What other attempted solutions have you tried?

I also built an input_fn interface to the iris and boston housing price predictor code code, each showed similar ‘hangs’

Logs or other output that would be helpful

(If logs are large, please upload as attachment or provide link).

As a noob, i’m learning that esoteric error messages are a luxury 😃, in this case the code just hangs indefinitely.

About this issue

  • Original URL
  • State: closed
  • Created 7 years ago
  • Reactions: 3
  • Comments: 16 (9 by maintainers)

Most upvoted comments

I just found a workaround to what might be the same issue in Tensorflow 0.12.1. Maybe it will be helpful here.

ValidationMonitor did not support the x=…y=… input, and when using input_fn, I found it would loop forever the first time it tried to run the monitor during a fit() call. The log output looked like it was calculating the validation metrics over and over in an infinite loop.

After looking at the source for ValidationMonitor I found a parameter eval_steps that defaulted to None. In other places in the contrib.learn codebase ‘None’ implies ‘forever’, so I tried adding eval_steps=1 to the constructor, and now it works as advertised.

e.g.

        validation_monitor = tf.contrib.learn.monitors.ValidationMonitor(
            input_fn=lambda: input_function(test_data, test_labels),
            eval_steps=1,  # Try adding this
            metrics=validation_metrics,
            every_n_steps=10,
        )   

        estimator.fit(
            input_fn=lambda: input_function(training_data, training_labels),
            steps=training_epochs,
            monitors=[validation_monitor],
        ) 

Hope that helps!

@gmacleod Thanks eval_steps = 1 fixed the problem!

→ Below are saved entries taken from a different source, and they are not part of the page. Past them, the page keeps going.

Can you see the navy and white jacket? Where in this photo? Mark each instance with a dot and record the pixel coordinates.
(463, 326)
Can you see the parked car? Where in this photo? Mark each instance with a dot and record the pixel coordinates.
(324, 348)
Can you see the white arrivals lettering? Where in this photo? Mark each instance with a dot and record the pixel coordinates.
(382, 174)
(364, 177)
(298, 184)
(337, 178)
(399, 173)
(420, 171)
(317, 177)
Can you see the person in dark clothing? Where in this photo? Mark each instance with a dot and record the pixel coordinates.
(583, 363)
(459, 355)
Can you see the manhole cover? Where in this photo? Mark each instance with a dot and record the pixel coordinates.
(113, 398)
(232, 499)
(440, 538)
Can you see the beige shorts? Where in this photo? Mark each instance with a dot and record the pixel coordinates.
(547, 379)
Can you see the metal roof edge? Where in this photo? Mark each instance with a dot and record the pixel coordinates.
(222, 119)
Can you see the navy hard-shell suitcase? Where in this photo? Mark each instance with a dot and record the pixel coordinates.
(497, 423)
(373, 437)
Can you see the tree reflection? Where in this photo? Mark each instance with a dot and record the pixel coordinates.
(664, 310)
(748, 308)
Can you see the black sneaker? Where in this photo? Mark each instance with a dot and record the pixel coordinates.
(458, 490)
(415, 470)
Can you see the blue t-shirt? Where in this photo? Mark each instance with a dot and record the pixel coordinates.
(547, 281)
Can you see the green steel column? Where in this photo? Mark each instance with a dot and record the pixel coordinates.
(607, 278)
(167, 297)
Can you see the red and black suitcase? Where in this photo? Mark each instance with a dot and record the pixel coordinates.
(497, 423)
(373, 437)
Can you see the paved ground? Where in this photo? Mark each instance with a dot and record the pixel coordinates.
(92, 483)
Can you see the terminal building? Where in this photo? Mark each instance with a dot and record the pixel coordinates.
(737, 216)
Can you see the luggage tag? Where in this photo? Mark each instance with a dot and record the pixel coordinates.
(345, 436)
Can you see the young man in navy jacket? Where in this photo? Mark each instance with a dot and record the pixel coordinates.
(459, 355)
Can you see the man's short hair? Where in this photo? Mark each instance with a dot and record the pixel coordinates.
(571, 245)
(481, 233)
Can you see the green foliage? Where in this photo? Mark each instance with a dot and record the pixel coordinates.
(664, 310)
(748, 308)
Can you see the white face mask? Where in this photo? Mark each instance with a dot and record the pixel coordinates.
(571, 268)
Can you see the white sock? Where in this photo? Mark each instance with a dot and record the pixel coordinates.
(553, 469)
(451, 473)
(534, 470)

@lancerts I was able to trigger validation monitor multiple time by setting saving checkpoints.

the relevant code

classifier = tf.contrib.learn.DNNClassifier(
    ...,
    config = tf.contrib.learn.RunConfig(save_checkpoints_steps = 100, save_checkpoints_secs = None)
)

@gmacleod In tf1.1.0 , even adding eval_steps=1 to the constructor, it just output the validation log one time at the end of first n_steps, not every n_steps. Do you have the same problem?